When the formation of the film is completed, the mold on which the film has been formed is fed together with the glass substrate into the decompression chamber 40 shown in FIG. 9, and the decompression chamber 40 is decompressed to foam the film. FIG. 9 is a diagram of the decompression device used at this time. The glass substrate is automatically supplied into the chamber and decompressed to a certain degree of vacuum to form a honeycomb. The ultimate pressure at this time is 5 × 10 ² Pas, and the cured material is cured by irradiating ultraviolet rays with an ultraviolet irradiation device (not shown) as it is, and the film that has become a honeycomb structure after curing is taken out together with the glass substrate. It is. The height of the honeycomb at this time was about 100 μm.

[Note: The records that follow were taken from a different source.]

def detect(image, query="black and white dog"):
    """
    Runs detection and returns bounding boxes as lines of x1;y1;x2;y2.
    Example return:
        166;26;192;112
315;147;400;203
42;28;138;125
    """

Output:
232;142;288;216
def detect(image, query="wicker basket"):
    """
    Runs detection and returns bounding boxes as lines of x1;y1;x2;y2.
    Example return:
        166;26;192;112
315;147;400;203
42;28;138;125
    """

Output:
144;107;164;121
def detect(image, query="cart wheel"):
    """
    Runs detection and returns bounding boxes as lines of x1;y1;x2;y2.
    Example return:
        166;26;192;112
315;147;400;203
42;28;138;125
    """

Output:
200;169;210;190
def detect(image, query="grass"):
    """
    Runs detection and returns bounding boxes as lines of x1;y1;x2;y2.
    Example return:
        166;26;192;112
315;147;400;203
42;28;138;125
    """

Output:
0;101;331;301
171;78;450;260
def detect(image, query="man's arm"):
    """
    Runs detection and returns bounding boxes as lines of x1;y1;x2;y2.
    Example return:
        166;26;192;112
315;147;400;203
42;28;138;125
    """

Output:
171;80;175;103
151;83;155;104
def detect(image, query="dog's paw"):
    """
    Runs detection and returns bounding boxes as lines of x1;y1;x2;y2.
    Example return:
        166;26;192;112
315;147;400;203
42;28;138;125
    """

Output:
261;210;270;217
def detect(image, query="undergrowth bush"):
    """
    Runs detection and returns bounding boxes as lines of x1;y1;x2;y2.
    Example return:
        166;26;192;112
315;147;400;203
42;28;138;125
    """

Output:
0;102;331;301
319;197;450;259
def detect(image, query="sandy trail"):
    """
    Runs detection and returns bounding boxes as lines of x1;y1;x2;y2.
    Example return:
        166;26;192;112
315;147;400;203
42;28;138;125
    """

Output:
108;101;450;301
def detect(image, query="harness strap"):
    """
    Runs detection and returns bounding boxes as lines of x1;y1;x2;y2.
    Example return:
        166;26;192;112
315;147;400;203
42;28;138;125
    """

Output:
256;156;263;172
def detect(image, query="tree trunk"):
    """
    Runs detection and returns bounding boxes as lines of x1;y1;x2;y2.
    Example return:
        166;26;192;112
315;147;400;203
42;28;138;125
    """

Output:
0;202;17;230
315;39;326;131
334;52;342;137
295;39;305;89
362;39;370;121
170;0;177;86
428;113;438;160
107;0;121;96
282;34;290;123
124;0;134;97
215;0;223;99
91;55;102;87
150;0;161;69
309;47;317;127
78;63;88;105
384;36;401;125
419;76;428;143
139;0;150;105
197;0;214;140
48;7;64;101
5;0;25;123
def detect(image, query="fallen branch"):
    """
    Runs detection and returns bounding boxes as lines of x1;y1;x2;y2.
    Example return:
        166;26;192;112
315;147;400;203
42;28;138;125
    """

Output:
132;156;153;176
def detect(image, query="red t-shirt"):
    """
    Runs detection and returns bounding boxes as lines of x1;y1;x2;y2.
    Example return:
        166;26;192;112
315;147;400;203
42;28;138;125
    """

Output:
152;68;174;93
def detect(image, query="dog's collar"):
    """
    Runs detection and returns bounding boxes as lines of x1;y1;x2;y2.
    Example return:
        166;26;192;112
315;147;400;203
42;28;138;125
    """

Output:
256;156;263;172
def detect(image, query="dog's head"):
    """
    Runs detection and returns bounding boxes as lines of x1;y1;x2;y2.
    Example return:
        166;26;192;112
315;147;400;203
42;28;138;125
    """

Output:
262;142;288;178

  Thereafter, the honeycomb film can be released from the mold to form a honeycomb structure. When functional material is injected into the honeycomb formed at this time, it is injected from the opening formed in the mold release surface. If the opening is insufficient depending on the mold shape, the opening diameter is controlled by exposing soluble material. May be. Further, this was sealed with a polymer material, and an image was displayed by applying an electric field of 10V.

Hereinafter, the present invention will be described in more detail with reference to specific examples.
Example 1
Irgacure 500 (manufactured by Ciba Specialty Chemicals Co., Ltd.) consisting of 1-hydroxy-cyclohexyl phenyl ketone and benzophenone as a reaction initiator is used as an epoxy acrylate-based UV curable resin, which is a liquid beam set AQ9 (Arakawa Chemical Industries). ) Was used. Here, fluorine surfactant Novec FC-4430 (manufactured by 3M) (0.5 wt%) is added to the AQ9 solution to lower the surface tension of the epoxy acrylate. This solution is applied onto a mold base having a recess using a slit coater to form an epoxy acrylate film on the mold substrate. A substrate such as a film with a transparent conductive film is disposed on the epoxy acrylate film, put into a decompression device to reduce the pressure, and the air in the recess is expanded. When a certain degree of vacuum is reached and a cell having a desired shape is formed, the epoxy acrylate film on which the hollow layer (cell) is formed is irradiated with ultraviolet rays to cure the epoxy acrylate.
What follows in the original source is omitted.